In the attempted purchase of those 4 boats here are some red flags that arose and things we have learned. These are all actual things that have happened in the last 2 months

  • When a seller easily comes down to a much lower price than asking, that is a red flag that there may be something wrong with the boat.
  • When the seller tells you they cannot contact the marina where the boat is stored to get the shrink-wrap taken off to facilitate a survey, nor can they get a date for the removal or subsequent splash of the boat, that is a red flag.
  • When the seller tells you that you cannot contact the marina the boat is stored at, that is a red flag.
  • When a seller splashes the boat after winter layup even though you have a hull survey scheduled in a couple of days, that is a red flag.
  • When the seller asks why you need a hull survey, and how would moisture get into the core anyway, that is a red flag.
  • When the seller then tells you that you don’t need a survey just come test drive and buy, that is a red flag.
  • When the seller tells you that they have been boating for many many years and have never once surveyed a boat they bought, that is a red flag.
  • When the seller tells you to do your own survey and sends you a web page telling you how to survey your own boat, that is a red flag.
  • When the seller thinks that a casual look at the hull by the buyer is enough to tell the condition of the hull (delamination, blisters, & moisture), that is a red flag
  • When the seller tells you that the clouds of black/blue smoke coming out of the exhaust is just vapour, that is a red flag. 
  • When the seller tells you they have booked off adequate time for the sea-trial and mechanical survey, then when you get there they cut it all very short and rush everything, that is a red flag.
  • When the seller then asks you to "sign off” on the rushed and cut short sea-trial/mechanical survey, that is a red flag.
  • When the seller unrealistically compresses the time to close the deal before you have the survey results and oil analysis results, that is a red flag.
  • When the seller tries to guilt you into closing the deal, saying they have spent so much time answering questions and they have kept the boat off the market missing selling opportunities during this process, that is a red flag.
  • When as boat is in storage and a sea-strainer is opened up and the filter lifted out showing it is full of debris and the filter is completely clogged, that is a red flag. 
  • When engine rooms and engines are covered in engine fluids, that is a red flag.
  • When little to no information is coming forward from your questions, that is a red flag.
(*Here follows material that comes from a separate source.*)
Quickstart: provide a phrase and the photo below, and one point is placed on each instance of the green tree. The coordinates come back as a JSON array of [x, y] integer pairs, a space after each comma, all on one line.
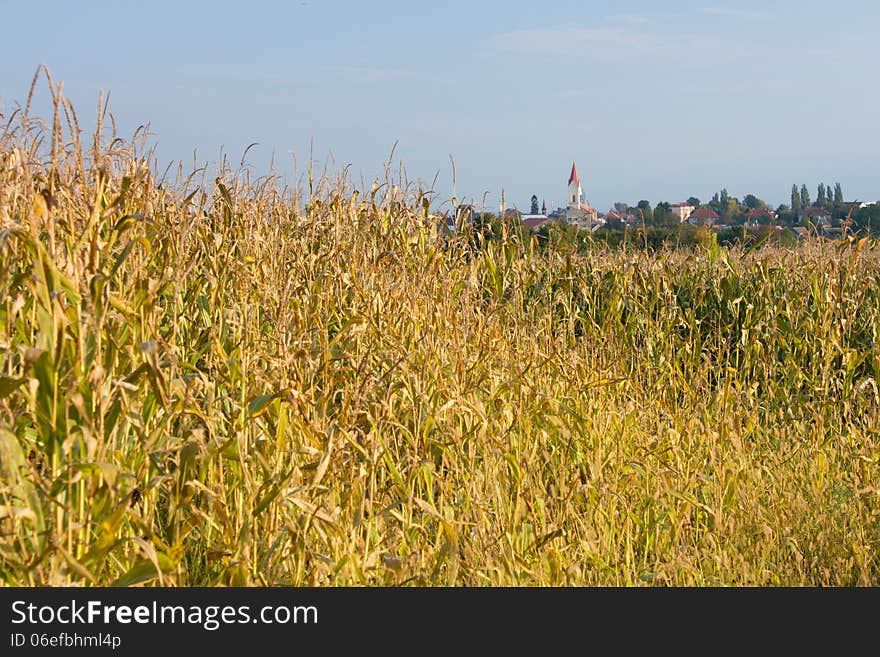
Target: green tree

If the answers to your questions were positive then sellers and brokers will freely give it, if negative they will hold back or be vague.
  • Boats usually look worse in person than they do in pictures online. A boat better look good in the pictures if you stand a chance of liking the boat in person.

Those are some mistakes we have made. I wonder if we have learned from them? I guess we shall find out since we are planning on taking the first two weeks of July to look at boats down the East Coast as a last ditch effort to save Summer and our 2015 trip to the Bahamas.